Searching 1.4 Billion Credentials with Amazon Athena

On the 5th of December 2017 a 41GB dump of usernames and passwords was discovered - 4iQ have a post about their discovery on Medium here.

4iQ's initial analysis suggests that this includes 385 million new credential pairs. This post looks at how you can discover if any of your users are included in this dump as well as performing your own analysis.

The Plan

Steps to achieve goal of performing ad hoc queries (produced using draw.io)

Steps to achieve goal of performing ad hoc queries (produced using draw.io)

Before we can perform efficient ad hoc queries we need to:

  • Flatten the folder structure of the files in this breach compilation
  • Upload to S3
  • Convert to parquet

Tools

The volume of data involved here has led me to look at:

I've also used a PowerShell script to flatten the directory structure that the files were in originally, and CloudBerry Explorer for uploading to S3.

File Structure

If you download a copy of the dump as it exists in the wild, you'll find it has been optimized for a search based on the username. This is achieved by splitting the dump into 1,981 files in a structure that represents up to the first 3 characters of the username.
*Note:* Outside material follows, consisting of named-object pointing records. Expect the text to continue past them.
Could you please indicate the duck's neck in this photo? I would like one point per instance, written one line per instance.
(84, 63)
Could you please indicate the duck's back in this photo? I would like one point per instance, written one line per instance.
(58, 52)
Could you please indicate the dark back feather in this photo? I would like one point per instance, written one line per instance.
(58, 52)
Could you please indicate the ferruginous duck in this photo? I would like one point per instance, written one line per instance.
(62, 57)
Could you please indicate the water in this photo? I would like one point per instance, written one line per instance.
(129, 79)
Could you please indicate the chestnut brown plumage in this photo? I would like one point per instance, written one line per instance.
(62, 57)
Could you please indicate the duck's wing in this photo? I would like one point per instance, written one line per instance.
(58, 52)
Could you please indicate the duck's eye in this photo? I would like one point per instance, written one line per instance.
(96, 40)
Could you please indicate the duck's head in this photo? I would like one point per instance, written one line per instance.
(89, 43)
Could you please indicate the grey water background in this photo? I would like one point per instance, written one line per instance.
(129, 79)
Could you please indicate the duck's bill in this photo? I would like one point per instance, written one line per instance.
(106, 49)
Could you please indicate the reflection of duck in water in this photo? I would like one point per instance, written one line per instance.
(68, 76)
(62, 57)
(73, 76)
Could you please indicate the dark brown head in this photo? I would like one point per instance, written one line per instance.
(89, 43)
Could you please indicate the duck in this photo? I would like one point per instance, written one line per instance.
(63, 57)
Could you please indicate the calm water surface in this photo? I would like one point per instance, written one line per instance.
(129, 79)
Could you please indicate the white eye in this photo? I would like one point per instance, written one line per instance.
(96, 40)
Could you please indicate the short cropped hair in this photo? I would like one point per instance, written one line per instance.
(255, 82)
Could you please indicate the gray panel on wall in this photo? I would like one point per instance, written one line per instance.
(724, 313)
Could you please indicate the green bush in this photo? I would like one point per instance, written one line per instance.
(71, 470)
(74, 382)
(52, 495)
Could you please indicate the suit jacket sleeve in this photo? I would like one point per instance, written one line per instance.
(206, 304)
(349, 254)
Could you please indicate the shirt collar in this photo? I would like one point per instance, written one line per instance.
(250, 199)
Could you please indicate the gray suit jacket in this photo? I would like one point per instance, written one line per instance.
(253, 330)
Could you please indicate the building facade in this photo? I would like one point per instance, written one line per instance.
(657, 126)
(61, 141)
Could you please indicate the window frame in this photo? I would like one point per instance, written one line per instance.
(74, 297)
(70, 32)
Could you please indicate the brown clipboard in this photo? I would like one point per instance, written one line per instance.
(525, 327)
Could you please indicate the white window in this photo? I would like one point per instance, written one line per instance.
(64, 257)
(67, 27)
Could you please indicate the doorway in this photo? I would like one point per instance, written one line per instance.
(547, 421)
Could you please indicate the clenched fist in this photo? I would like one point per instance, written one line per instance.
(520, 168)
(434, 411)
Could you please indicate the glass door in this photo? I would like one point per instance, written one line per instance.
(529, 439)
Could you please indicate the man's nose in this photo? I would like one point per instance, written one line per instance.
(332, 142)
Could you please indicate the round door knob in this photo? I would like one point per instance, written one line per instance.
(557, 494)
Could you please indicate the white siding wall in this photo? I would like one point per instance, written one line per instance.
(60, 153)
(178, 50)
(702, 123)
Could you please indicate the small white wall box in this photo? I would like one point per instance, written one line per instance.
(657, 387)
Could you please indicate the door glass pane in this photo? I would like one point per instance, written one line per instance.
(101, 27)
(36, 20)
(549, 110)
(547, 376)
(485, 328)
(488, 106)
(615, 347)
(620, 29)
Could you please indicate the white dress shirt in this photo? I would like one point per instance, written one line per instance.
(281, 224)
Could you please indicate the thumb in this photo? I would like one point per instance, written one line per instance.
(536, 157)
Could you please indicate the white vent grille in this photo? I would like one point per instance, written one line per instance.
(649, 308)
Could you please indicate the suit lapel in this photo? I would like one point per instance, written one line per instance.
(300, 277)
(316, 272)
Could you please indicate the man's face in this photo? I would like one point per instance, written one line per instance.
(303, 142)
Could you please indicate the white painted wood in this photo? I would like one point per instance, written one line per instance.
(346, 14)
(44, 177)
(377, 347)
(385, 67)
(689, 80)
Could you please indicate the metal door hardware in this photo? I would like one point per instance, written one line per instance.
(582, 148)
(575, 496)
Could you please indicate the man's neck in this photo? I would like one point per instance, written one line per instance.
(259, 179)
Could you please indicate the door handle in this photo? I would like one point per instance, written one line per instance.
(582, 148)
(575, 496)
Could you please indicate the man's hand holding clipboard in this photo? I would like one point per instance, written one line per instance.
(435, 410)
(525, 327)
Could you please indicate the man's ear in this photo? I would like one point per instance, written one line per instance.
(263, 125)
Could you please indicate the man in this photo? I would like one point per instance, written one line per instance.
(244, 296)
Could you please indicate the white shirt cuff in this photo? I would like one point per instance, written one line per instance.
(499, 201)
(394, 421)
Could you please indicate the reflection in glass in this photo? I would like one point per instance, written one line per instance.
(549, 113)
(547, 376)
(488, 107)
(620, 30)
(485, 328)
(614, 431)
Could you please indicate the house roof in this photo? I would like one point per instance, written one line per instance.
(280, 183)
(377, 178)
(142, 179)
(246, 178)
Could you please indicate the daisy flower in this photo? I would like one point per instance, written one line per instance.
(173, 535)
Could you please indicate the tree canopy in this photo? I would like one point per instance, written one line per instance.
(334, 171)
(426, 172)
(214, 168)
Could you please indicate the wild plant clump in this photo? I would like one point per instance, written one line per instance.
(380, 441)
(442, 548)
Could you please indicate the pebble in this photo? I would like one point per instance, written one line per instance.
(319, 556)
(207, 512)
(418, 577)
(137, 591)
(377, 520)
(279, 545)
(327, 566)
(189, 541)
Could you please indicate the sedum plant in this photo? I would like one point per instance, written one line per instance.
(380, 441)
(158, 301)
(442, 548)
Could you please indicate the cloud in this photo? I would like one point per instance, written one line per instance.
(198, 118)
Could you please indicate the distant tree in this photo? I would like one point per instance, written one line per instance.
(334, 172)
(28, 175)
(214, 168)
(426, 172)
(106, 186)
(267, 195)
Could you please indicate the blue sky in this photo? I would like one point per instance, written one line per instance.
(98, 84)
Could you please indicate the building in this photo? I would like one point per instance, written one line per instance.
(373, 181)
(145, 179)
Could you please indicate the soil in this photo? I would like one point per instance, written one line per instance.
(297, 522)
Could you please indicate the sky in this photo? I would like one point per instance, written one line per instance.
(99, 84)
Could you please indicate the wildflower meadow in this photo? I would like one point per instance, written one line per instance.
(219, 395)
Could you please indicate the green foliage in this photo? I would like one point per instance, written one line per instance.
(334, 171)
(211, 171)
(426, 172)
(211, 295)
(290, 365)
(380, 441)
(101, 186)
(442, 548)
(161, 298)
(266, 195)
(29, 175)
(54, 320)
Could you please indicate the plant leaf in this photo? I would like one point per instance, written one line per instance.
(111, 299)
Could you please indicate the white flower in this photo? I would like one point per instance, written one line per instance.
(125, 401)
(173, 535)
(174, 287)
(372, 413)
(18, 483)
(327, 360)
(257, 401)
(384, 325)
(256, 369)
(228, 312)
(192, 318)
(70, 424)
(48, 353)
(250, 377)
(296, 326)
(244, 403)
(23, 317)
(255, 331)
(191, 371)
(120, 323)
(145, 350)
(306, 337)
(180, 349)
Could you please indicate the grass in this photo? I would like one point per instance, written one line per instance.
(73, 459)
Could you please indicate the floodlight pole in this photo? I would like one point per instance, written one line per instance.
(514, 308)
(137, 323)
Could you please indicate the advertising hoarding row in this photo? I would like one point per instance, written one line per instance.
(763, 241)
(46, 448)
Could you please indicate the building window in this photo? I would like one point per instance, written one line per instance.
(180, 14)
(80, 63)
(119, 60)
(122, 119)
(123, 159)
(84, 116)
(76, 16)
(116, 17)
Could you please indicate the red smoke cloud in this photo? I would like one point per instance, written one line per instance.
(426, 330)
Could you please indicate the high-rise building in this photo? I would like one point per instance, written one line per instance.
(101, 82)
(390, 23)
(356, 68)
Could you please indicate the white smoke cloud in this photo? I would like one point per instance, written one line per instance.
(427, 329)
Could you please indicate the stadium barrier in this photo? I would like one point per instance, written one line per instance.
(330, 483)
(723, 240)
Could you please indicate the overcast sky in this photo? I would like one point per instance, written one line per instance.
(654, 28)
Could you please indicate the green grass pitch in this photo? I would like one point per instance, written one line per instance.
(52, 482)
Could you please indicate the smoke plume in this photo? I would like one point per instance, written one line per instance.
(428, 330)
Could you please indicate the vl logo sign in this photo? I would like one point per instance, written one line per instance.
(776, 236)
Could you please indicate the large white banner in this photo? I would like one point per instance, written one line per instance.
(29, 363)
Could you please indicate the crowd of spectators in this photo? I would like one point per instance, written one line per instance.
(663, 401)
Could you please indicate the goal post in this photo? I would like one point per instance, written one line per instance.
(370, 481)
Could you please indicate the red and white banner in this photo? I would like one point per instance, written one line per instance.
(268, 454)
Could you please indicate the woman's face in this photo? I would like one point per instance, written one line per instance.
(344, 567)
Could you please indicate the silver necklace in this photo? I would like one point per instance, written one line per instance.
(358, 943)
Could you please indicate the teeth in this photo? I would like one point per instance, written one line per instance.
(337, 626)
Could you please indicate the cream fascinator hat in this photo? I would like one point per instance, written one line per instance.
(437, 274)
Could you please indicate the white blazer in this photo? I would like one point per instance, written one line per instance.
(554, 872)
e.g. all users starting with A are in a folder called A with sub-folders which represent the second letter.

This allows for quick searches on username but does not really help if you're looking for all the users in a given domain. This presents a problem for larger corporates and managed service providers which may have dozens to multiple hundreds of domain names to search for.

Step 1 - Flatten Files

Having a nested folder structure causes problems with Athena, as it expects multiple files in one folder. So the first step is to reorganize the files into a flattened structure (i.e. removing the directory structure so all files reside in one folder). 

The PowerShell script below takes files from G:\breach-compilation\data and moves them to a flattened structure in G:\breach-compilation-flat. A file that starts off at G:\breach-compilation\data\a\l\c is moved to G:\breach-compilation-flat\a-l-c.

(Get-ChildItem -Path G:\breach-compilation\data -Recurse -File) | % {
    $file = $_
    $sourcePath = $file.FullName
    $newFileName = [System.String]::Join("-", $file.FullName.Replace("G:\breach-compilation\data\", "").Split("\"))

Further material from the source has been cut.